First Federal Savings Bank v. McCubbins

ROACH, Justice,

dissenting.

I agree completely with Justice McAnulty’s dissent, which describes how summary judgment was inappropriate in this case under the standard outlined in Paintsville Hospital Co. v. Rose, 683 S.W.2d 255 (Ky.1985), and reaffirmed in Steelvest, Inc. v. Scansteel Service Center, Inc., 807 S.W.2d 476 (Ky.1991). I write separately, however, to highlight the conclusion compelled by the Court’s decision given the evidence in the record, namely that we have departed sub silentio from Paintsville Hospital and Steelvest.

Because the Court insists that it is simply applying the old summary judgment standard, the best way to illustrate the departure from the rule for the bench and bar is to look at the evidence itself. In response to the summary judgment motion, the bank produced the affidavit of one of its officers and records of the last four years of McCubbins’s payments on the loan.

The affidavit of the bank officer, David Bush, reads in its entirety as follows:

Comes the undersigned Affiant, David G. Bush, having been first duly sworn, states as follows:
1.The undersigned is the Recovery and Preservation Officer at First Federal Savings Bank, and he is authorized to give this Affidavit.
2. The undersigned has personal knowledge of the facts contained herein and is familiar with the account of Tommy Lee McCubbins, being First Federal Account Nos. 600-001-397 and 601-001-397.
3. That as of February 10, 2004, the unpaid balance on the Note, being First Federal Account No. 600-01-397, was $6,6547.001 with interest thereon at the rate of 9% per annum, until paid.
4. First Federal Savings Bank is the owner and holder of Loan No. 600-01-397 made to Tommy Lee McCubbins, said loan maturing on May 1, 2003.
5. On July 3, 2002, Tommy Lee McCubbins paid off Loan No. 601-001-397.
6. Because the aforesaid loans had similar loan numbers, First Federal Savings Bank mistakenly mailed the original of the Note, assigned First Federal Loan No. 600-01-397, and the original Mortgage securing said Note, to Tommy Lee McCubbins, stamped “Paid in Full” in July 2002.
7. For the same reason, in August of 2003, First Federal Savings Bank mistakenly released the Mortgage securing the aforesaid Note.
8. First Federal Savings Bank did not intend to voluntarily release Tommy Lee McCubbins from his obligations under the aforesaid Note and Mortgage, being First Federal Loan No. 600-01-397, as the referenced loan, on July 3, 2002, had an unpaid balance on the aforesaid Note of $5756.87 with interest thereon at the rate of 9% per annum, until paid.
This 21st day of July, 2004.
*207Isl-
DAVID G. BUSH

As Justice McAnulty’s dissenting opinion points out, this affidavit clearly establishes a genuine issue of material fact regarding whether the discharge of the loan was intentional and voluntary as required by KRS 355.3-604(1). To conclude otherwise is to blatantly disregard Steelvest’s command that “[t]he record must be viewed in a light most favorable to the party opposing the motion for summary judgment and all doubts are to be resolved in his favor.” 807 S.W.2d at 480.

The payment records that the bank produced showed the date and amount of the fifty payments made between April 1999 and July 2003, when McCubbins quit paying on the loan.

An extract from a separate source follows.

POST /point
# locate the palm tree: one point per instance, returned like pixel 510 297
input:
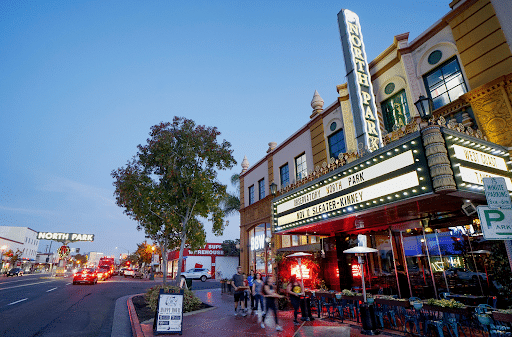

The records also show a running balance after each payment and indicate that a balance of $5756.87 remained after the last payment was made in July 2003. The majority discounts this evidence by claiming that because the bank failed to produce records of all of the payments going back to when the loan was issued in 1978, it had failed to “meet its burden that any debt remained....” Ante at 204. But the bank’s burden in order to overcome the motion for summary judgment was not to produce perfect and complete proof of every fact related to its claim. Rather, under Steelvest and Paintsville Hospital, the bank needed only produce enough evidence to show the existence of a material issue of fact. Surely an uncontradicted record showing that McCubbins owed the bank over $5700 at the time he chose to quit making payments is sufficient to show the existence of a material issue of fact as to whether part of the debt was still outstanding and unpaid.

We have stated that summary judgment “is only proper where the movant shows that the adverse party could not prevail under any circumstances.” Paintsville Hosp. Co., 683 S.W.2d at 256. And we have gone to great lengths to distinguish our summary judgment standard from the more relaxed one used in the federal courts. Steelvest, 807 S.W.2d at 480-83. Applying the Kentucky standard, summary judgment is clearly inappropriate in this case, given the bank’s evidence. Thus, the Court’s approval of the summary judgment shows a clear departure from our long-standing rule. The only question remaining is whether Steelvest and Paints-ville Hospital have been completely discarded in favor of a more lenient summary judgment standard or the new standard applies only to the detriment of banks and other commercial businesses.

McANULTY, J., joins this dissenting .. opinion.

. This figure includes a typographical error; it should have read "$6,547.00.” However, I have opted to include the entire text of the affidavit, rather than correcting the error.